Not to speak out against this injustice would not only be wrong. It would ignore the threat it poses to us all

Racism is a uniquely reactionary ideology, used to justify the greatest crimes in history – the slave trade, the extermination of all original inhabitants of the Caribbean, the elimination of every native inhabitant of Tasmania, apartheid. The Holocaust was the ultimate, "industrialised" expression of racist barbarity.

Racism serves as the cutting edge of the most reactionary movements. An ideology that starts by declaring one human being inferior to another is the slope whose end is at Auschwitz. That is why I detest racism.

No serious commentator has argued that my comments to an Evening Standard reporter outside City Hall last month were anti-Semitic. So I am glad that Henry Grunwald, president of the Board of Deputies of British Jews, accepted on these pages that "Ken is sincere when he states that he regards the Holocaust as the worst crime of the last century".

The contribution of Jewish people to human civilisation and culture is unexcelled and extraordinary. You only have to think of giants such as Einstein, Freud and Marx to realise that human civilisation would be unrecognisably diminished without the achievements of the Jewish people. The same goes for the Jewish contribution to London today.

As mayor, I have pressed for police action over anti-semitic attacks at the highest level, and my administration has backed a series of initiatives of importance to the Jewish community, including hosting the Anne Frank exhibition at City Hall and measures to ensure the go-ahead for the north London eruv.

Throughout the 1970s, I worked happily with the Board of Deputies in campaigns against the National Front. Problems began when, as leader of the Greater London Council, I rejected the board's request that I should fund only Jewish organisations that it approved of. The Board of Deputies was unhappy that I funded Jewish organisations campaigning for gay rights and others that disagreed with policies of the Israeli government.

Relations with the board took a dramatic turn for the worse when I opposed Israel's illegal invasion of Lebanon, culminating in the massacres at the Palestinian camps of Sabra and Shatila. The board also opposed my involvement in the successful campaign in 1982 to convince the Labour party to recognise the PLO as the legitimate voice of the Palestinian people.

The fundamental issue on which we differ, as Henry Grunwald knows, is not anti-semitism – which my administration has fought tooth and nail – but the policies of successive Israeli governments.

To avoid manufactured misunderstandings, the policies of Israeli governments are not analogous to Nazism. They do not aim at the systematic extermination of the Palestinian people, in the way Nazism sought the annihilation of the Jews.

Israel's expansion has included ethnic cleansing. Palestinians who had lived in that land for centuries were driven out by systematic violence and terror aimed at ethnically cleansing what became a large part of the Israeli state. The methods of groups like the Irgun and the Stern gang were the same as those of the Bosnian Serb leader Karadzic: to drive out people by terror.

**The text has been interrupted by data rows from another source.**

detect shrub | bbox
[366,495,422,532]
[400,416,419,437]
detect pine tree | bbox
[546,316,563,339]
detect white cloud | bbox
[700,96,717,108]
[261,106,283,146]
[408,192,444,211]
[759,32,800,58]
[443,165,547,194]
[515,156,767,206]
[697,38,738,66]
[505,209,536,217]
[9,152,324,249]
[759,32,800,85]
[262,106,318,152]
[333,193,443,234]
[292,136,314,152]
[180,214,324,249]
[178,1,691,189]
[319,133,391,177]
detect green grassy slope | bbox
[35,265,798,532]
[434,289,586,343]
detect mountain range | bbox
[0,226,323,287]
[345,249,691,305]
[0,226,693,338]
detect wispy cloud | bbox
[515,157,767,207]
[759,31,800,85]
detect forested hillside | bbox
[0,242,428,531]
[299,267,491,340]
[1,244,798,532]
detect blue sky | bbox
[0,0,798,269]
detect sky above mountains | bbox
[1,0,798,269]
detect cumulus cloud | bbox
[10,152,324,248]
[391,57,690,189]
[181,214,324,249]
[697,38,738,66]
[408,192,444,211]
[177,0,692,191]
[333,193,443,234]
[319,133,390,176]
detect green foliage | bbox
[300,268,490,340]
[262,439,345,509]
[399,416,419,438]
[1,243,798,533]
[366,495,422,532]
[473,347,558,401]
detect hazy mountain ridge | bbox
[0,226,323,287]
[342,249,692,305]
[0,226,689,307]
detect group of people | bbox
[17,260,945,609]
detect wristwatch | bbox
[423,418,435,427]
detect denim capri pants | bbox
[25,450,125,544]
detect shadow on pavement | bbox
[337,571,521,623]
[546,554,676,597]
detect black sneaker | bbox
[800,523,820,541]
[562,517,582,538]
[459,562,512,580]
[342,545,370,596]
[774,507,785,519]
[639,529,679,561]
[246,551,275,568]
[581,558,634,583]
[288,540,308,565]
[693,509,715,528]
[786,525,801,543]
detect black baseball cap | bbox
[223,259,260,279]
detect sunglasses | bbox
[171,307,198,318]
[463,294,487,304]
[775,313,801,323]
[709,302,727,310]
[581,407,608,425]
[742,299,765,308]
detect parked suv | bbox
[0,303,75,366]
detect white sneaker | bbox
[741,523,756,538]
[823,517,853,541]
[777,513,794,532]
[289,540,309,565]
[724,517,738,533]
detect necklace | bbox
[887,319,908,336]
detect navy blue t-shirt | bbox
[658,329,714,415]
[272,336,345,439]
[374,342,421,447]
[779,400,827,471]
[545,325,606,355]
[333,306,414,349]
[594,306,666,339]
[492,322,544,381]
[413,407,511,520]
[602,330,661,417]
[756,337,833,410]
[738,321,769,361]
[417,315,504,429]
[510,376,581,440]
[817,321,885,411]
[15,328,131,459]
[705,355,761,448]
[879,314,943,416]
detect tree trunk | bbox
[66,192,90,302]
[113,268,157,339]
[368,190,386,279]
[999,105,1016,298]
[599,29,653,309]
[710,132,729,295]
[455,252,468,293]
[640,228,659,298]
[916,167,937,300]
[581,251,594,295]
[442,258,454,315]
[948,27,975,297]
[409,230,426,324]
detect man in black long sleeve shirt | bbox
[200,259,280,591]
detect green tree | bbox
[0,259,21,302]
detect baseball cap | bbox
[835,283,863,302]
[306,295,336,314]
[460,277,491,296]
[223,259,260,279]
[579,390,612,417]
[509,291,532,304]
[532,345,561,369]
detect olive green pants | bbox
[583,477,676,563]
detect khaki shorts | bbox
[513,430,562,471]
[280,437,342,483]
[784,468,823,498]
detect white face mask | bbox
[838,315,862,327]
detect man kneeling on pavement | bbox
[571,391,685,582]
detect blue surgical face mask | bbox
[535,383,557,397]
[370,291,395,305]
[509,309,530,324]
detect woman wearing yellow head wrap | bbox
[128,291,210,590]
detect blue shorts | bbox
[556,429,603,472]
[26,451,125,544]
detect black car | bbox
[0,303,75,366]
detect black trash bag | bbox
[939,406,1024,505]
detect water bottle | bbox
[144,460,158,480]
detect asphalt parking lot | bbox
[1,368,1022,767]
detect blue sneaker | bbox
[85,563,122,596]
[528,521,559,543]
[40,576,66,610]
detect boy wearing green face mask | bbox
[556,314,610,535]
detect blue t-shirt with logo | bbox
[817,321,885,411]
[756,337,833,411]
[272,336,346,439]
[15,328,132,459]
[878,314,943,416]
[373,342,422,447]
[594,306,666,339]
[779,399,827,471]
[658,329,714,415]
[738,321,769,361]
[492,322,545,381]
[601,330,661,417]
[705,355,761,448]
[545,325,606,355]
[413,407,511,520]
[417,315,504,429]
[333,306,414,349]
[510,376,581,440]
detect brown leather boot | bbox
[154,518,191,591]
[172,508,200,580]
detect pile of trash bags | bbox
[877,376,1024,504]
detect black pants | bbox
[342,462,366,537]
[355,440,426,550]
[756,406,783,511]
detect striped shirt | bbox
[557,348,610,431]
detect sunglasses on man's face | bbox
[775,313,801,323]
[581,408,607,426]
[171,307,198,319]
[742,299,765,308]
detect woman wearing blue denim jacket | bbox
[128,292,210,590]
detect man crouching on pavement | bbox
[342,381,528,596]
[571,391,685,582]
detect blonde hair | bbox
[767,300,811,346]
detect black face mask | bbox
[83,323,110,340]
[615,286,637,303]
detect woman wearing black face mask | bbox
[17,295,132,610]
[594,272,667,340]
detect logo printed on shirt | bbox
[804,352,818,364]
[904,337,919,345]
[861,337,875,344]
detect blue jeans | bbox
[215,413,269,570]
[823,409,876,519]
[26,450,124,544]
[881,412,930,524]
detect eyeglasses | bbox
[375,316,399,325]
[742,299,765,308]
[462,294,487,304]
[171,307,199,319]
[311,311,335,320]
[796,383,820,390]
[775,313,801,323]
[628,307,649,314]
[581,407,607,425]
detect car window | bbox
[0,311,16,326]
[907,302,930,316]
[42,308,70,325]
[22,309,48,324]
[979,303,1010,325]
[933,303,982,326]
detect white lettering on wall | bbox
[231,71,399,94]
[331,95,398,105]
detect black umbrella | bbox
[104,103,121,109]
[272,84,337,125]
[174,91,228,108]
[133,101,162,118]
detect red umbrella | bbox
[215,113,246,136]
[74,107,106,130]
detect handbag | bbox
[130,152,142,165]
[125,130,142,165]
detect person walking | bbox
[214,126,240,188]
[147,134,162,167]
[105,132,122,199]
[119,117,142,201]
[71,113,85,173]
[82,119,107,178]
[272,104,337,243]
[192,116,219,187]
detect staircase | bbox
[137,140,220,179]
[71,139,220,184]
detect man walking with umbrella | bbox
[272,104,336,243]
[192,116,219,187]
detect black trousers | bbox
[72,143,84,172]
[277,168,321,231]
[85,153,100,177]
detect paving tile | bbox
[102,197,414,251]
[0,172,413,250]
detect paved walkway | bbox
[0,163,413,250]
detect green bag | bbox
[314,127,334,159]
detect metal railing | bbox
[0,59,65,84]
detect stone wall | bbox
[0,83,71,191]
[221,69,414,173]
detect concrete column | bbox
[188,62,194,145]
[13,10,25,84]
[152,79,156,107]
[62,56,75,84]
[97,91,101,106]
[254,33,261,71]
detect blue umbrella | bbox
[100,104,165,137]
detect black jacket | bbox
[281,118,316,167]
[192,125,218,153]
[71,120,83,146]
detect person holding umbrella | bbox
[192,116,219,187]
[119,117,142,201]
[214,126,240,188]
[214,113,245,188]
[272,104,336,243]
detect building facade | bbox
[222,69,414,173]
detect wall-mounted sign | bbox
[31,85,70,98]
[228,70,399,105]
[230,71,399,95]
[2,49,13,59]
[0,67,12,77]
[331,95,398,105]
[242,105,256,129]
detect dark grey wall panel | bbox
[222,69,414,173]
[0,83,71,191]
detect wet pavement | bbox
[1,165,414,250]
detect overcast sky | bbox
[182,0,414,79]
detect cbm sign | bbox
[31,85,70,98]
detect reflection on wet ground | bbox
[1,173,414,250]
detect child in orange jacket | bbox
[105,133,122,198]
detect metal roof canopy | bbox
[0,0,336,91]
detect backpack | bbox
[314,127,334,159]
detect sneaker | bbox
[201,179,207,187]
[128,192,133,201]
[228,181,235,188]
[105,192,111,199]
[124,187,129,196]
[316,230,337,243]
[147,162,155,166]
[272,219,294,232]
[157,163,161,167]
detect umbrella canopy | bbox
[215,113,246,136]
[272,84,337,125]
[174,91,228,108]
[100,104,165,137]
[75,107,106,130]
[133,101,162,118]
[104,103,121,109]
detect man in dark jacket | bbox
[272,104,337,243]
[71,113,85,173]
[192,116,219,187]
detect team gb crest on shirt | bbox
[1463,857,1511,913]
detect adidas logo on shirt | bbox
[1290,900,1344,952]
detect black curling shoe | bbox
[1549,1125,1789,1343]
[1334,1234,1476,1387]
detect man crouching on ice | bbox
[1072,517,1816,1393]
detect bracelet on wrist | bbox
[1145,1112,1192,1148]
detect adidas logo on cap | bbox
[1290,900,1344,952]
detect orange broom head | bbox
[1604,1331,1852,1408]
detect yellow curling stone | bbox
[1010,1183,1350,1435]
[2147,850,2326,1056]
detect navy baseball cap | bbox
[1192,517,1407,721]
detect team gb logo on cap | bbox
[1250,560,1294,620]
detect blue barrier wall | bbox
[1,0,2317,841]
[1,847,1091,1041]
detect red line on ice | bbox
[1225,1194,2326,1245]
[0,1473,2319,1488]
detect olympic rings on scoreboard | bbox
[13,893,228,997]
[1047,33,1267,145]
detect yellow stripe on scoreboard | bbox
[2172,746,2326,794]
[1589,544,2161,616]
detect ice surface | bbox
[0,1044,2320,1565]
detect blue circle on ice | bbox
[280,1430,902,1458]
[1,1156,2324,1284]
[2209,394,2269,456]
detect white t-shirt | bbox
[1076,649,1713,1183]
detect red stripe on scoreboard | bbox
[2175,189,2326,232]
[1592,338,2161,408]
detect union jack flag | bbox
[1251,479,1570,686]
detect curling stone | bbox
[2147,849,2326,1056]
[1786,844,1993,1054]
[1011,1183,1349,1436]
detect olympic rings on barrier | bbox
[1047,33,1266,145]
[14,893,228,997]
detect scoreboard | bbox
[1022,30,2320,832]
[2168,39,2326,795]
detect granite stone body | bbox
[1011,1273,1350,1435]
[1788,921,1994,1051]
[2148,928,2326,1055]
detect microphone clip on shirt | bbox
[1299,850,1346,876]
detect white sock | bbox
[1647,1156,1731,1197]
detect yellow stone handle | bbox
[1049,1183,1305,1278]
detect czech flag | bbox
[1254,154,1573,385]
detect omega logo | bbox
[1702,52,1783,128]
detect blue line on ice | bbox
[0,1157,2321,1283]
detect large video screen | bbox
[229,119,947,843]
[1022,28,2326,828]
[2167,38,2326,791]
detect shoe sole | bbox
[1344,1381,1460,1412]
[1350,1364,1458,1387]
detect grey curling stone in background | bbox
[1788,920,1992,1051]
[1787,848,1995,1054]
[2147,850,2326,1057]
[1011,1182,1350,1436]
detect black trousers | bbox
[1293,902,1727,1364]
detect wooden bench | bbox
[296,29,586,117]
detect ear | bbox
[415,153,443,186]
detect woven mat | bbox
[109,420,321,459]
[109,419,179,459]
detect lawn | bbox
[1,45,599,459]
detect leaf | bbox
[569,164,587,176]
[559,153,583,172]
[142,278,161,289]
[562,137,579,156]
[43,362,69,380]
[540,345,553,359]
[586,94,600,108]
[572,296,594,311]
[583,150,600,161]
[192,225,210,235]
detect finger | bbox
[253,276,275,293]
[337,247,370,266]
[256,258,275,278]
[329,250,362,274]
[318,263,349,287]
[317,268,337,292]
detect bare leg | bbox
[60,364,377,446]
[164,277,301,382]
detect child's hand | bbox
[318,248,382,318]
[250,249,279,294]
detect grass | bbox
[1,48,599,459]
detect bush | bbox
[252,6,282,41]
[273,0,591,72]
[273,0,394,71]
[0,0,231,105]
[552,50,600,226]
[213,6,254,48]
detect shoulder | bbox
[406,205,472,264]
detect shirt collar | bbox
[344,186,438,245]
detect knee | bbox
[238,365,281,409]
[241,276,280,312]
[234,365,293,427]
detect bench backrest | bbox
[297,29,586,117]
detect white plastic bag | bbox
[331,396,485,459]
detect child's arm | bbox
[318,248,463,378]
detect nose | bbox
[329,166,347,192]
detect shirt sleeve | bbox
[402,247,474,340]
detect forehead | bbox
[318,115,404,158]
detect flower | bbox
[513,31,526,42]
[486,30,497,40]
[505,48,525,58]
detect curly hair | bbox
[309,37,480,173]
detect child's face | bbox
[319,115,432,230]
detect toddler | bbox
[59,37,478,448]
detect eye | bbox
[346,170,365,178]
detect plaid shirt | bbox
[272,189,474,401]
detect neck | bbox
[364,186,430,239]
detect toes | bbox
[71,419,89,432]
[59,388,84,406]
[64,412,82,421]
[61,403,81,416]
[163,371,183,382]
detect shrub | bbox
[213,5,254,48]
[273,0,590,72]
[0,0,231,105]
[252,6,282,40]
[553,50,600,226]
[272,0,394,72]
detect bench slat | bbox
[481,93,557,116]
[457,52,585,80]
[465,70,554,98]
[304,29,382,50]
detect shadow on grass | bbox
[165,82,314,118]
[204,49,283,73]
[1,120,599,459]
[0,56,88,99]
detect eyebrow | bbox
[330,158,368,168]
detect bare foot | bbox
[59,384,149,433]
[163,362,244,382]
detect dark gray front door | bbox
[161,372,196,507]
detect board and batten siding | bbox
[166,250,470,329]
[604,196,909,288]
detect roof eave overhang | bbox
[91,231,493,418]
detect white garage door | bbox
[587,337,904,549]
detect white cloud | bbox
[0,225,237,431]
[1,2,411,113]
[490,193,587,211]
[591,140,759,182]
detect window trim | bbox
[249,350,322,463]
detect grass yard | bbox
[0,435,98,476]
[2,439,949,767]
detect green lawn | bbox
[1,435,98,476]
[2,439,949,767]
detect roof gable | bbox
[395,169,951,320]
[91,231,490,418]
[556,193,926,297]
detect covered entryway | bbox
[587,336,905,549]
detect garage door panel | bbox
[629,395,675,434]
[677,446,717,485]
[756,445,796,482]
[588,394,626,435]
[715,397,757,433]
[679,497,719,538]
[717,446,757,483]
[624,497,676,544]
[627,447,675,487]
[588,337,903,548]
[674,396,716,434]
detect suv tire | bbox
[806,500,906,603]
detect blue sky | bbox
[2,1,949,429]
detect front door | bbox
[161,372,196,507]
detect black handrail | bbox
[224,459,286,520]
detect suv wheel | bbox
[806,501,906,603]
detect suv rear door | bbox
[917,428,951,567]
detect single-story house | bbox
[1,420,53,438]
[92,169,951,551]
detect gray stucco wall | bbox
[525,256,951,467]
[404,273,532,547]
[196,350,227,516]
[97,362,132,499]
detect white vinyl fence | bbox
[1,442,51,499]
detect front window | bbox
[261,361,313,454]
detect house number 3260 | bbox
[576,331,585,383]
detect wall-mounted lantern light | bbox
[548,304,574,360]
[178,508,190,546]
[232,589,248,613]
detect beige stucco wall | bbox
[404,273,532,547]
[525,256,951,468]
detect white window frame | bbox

Today the Israeli government continues seizures of Palestinian land for settlements, military incursions into surrounding countries and denial of the right of Palestinians expelled by terror to return. Ariel Sharon, Israel's prime minister, is a war criminal who should be in prison, not in office. Israel's own Kahan commission found that Sharon shared responsibility for the Sabra and Shatila massacres.

Sharon continues to organise terror. More than three times as many Palestinians as Israelis have been killed in the present conflict. There are more than 7,000 Palestinians in Israel's jails.

To obscure these truths, those around Israel's present government have resorted to demonisation. Initial targets were Palestinians, and have now become Muslims. Take the Middle East Media Research Institute, run by a former colonel in Israeli military intelligence, which poses as a source of objective information but in reality selectively translates material from Arabic and presents Muslims and Arabs in the worst possible light.

Today the Israeli government is helping to promote a wholly distorted picture of racism and religious discrimination in Europe, implying that the most serious upsurge of hatred and discrimination is against Jews.

All racist and anti-semitic attacks must be stamped out. However, the reality is that the great bulk of racist attacks in Europe today are on black people, Asians and Muslims – and they are the primary targets of the extreme right. For 20 years Israeli governments have attempted to portray anyone who forcefully criticises the policies of Israel as anti-semitic. The truth is the opposite: the same universal human values that recognise the Holocaust as the greatest racist crime of the 20th century require condemnation of the policies of successive Israeli governments – not on the absurd grounds that they are Nazi or equivalent to the Holocaust, but because ethnic cleansing, discrimination and terror are immoral.

They are also fuelling anger and violence across the world. For a mayor of London not to speak out against such injustice would not only be wrong – but would also ignore the threat it poses to the security of all Londoners.